- Directed by: Victor Janson
- Written by: Paul Frank Franz Rauch
- Produced by: Ossi Oswalda Gustav von Koczian-Miskolczy
- Starring: Ossi Oswalda Bruno Kastner
- Cinematography: Willy Gaebel Marius Holdt
- Production company: Ossi Oswalda-Film
- Distributed by: Westi Film
- Release date: March 1924;
- Country: Germany
- Languages: Silent German intertitles

= Colibri (film) =

1924 film

Colibri is a 1924 German silent film directed by Victor Janson and starring Ossi Oswalda and Bruno Kastner.

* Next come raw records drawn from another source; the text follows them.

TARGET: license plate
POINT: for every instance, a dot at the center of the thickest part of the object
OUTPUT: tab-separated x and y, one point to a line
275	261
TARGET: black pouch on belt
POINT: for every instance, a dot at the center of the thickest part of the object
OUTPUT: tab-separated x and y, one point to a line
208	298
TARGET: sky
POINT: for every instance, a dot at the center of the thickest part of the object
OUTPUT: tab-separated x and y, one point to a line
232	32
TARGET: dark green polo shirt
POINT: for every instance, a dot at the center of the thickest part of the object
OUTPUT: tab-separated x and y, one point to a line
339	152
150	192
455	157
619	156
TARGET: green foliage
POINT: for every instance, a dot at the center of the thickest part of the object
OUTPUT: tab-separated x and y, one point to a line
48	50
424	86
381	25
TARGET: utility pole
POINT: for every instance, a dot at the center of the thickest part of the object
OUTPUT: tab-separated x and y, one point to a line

The film's sets were designed by the art director Jacek Rotmil.

==Cast==
- Ossi Oswalda as Colibri
- Victor Janson as Boddy
- Bruno Kastner as Reginald
- Franz Egenieff as Percy F. Barrymore
- Mara Markhoff as Magda
- Paul Bildt as Stadnicky, Clown
- Hans Junkermann as Tomaselli, Zirkusdirektor
- Lydia Potechina as Arabella, seine Frau
- Reinhold Hintze as Samson, Athlet
- Hans Lipschütz as Marcus
- M.O. Schiller as Löw
- Hugo Döblin as Samuel, Althändler
- Wilhelm Chandron as Wilcox, Laboratoriumsgehilfe
- Erich Walter as Karmanoff, ein Russe
- Tschunka Tschen as Dr. Yokito, ein Japaner

== Plot ==

=== Synopsis ===
Colibri is a 1924 German silent comedy film that follows the story of a street girl known only as "Colibri," who is exploited by her protector, the burly occasional thief Boddy, for his petty crimes, including thefts where she acts as a decoy. This leads to frequent run-ins with the police. The rich benefactor Mr. Barrymore encounters Colibri and, inspired by a Pygmalion-like transformation, decides to take her under his wing, educating her to become a proper lady and integrating her into high society. Colibri's life changes dramatically, but Boddy refuses to relinquish his useful accomplice. When another theft—of important documents—is pinned on Colibri, she flees the Barrymore estate in shame, joins a traveling circus, and rises to stardom as a variety performer. Further pursuits by authorities force her to flee again, leading to a series of turbulent events. Despite her ability to discern right from wrong, Colibri attempts to return the stolen goods to Boddy's victims. Once her innocence in the document theft is proven, she returns to the Barrymores, where she reunites with Reginald Barrymore, the handsome nephew of her benefactor, with whom she has fallen in love.
==Bibliography==
- Bock, Hans-Michael & Bergfelder, Tim. The Concise CineGraph. Encyclopedia of German Cinema. Berghahn Books, 2009.